PRINCE WILLIAM County Board Chairman Corey A. Stewart, the top elected official in Virginia's second-largest county, huffed and puffed his way to electoral victory last year as the champion of tough measures against illegal immigrants. Now that he's safe and secure in office, Mr. Stewart, a Republican, has decided the policy he advocated so strenuously is well and good -- as long as the county doesn't have to pay for it.

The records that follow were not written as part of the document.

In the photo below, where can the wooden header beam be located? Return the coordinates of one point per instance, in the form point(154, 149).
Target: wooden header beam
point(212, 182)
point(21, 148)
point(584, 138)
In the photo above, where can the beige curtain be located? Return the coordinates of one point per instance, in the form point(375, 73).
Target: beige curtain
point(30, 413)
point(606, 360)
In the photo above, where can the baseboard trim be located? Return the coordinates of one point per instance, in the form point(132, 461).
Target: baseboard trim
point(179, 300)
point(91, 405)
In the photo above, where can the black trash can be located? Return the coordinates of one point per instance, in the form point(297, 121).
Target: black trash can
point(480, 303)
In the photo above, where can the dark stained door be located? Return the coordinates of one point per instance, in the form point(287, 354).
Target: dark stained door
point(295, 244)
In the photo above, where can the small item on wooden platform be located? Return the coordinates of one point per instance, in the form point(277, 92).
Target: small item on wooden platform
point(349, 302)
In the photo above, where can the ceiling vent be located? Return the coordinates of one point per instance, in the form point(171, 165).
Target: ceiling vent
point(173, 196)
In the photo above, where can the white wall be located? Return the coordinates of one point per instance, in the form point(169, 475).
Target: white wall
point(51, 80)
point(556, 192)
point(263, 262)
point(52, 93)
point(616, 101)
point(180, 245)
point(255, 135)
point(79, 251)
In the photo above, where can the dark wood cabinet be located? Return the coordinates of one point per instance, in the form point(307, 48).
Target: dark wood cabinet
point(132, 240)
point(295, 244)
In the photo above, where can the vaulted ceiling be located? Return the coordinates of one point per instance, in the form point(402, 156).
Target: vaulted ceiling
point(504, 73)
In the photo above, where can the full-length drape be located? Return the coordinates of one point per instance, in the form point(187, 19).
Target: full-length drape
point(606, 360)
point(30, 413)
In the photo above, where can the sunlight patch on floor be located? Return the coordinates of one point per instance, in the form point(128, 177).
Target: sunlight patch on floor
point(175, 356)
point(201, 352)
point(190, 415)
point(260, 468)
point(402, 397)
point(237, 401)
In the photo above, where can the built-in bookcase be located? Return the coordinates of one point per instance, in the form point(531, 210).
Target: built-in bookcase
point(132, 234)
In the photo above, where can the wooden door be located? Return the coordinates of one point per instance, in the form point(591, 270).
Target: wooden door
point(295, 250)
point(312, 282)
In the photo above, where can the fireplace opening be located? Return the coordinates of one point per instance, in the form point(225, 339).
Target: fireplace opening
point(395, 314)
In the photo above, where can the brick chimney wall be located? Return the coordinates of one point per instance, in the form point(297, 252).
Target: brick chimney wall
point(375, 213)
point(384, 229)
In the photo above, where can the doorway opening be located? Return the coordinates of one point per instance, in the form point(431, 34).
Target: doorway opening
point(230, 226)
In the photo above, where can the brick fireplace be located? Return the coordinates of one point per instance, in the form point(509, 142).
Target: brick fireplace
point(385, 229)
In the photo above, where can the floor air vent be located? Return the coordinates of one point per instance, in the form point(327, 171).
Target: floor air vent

Faced with a tight budget and rising property taxes, the county board, acting at Mr. Stewart's behest, slashed $3.1 million in enforcement funding for the crackdown on illegal immigrants. That was nearly half the $6.9 million budgeted to implement the measures in the first year alone. Bashing illegal immigrants on the campaign trail, and then refusing to pay up at budget season, struck even some board members who supported the crackdown as duplicitous. "That's the hypocrisy of the whole thing," said John D. Jenkins, a Democrat who's served on the county board for a quarter century. "If you do the dance, you have to pay the fiddler."

The heart of Prince William's new policy is a requirement that county police check the residency status of suspected criminals. To do that without exposing officers to allegations of racial profiling, the police chief, Charlie T. Deane, recommended that police patrol cars be equipped with video cameras to record arrests. The $3.1 million that the county board lopped from the enforcement budget was the price tag for those cameras and for monitoring the resulting footage. The cut leaves police officers, who have been stuck with implementing the crackdown, unprotected against likely lawsuits. Craig S. Gerhart, the county executive, warned that the board's move could prove penny-wise and pound-foolish in the event of generous jury verdicts in favor of suspects alleging they were profiled.

Over the next five years, Prince William's crackdown is expected to cost the county more than $26 million, which will translate into a further tax squeeze for residents. The most that can be said so far for the new measures is that they have forced some illegal immigrants to leave the county -- in some or many cases, no doubt, simply to settle in neighboring jurisdictions. There they are imposing new burdens on local school systems, as staff writer Amy Gardner reports in today's Post. At the same time, the crackdown's unexpectedly high cost has prompted the board to slash a key reserve fund in order to pay to house more illegal immigrants in the county jail. What a dubious achievement.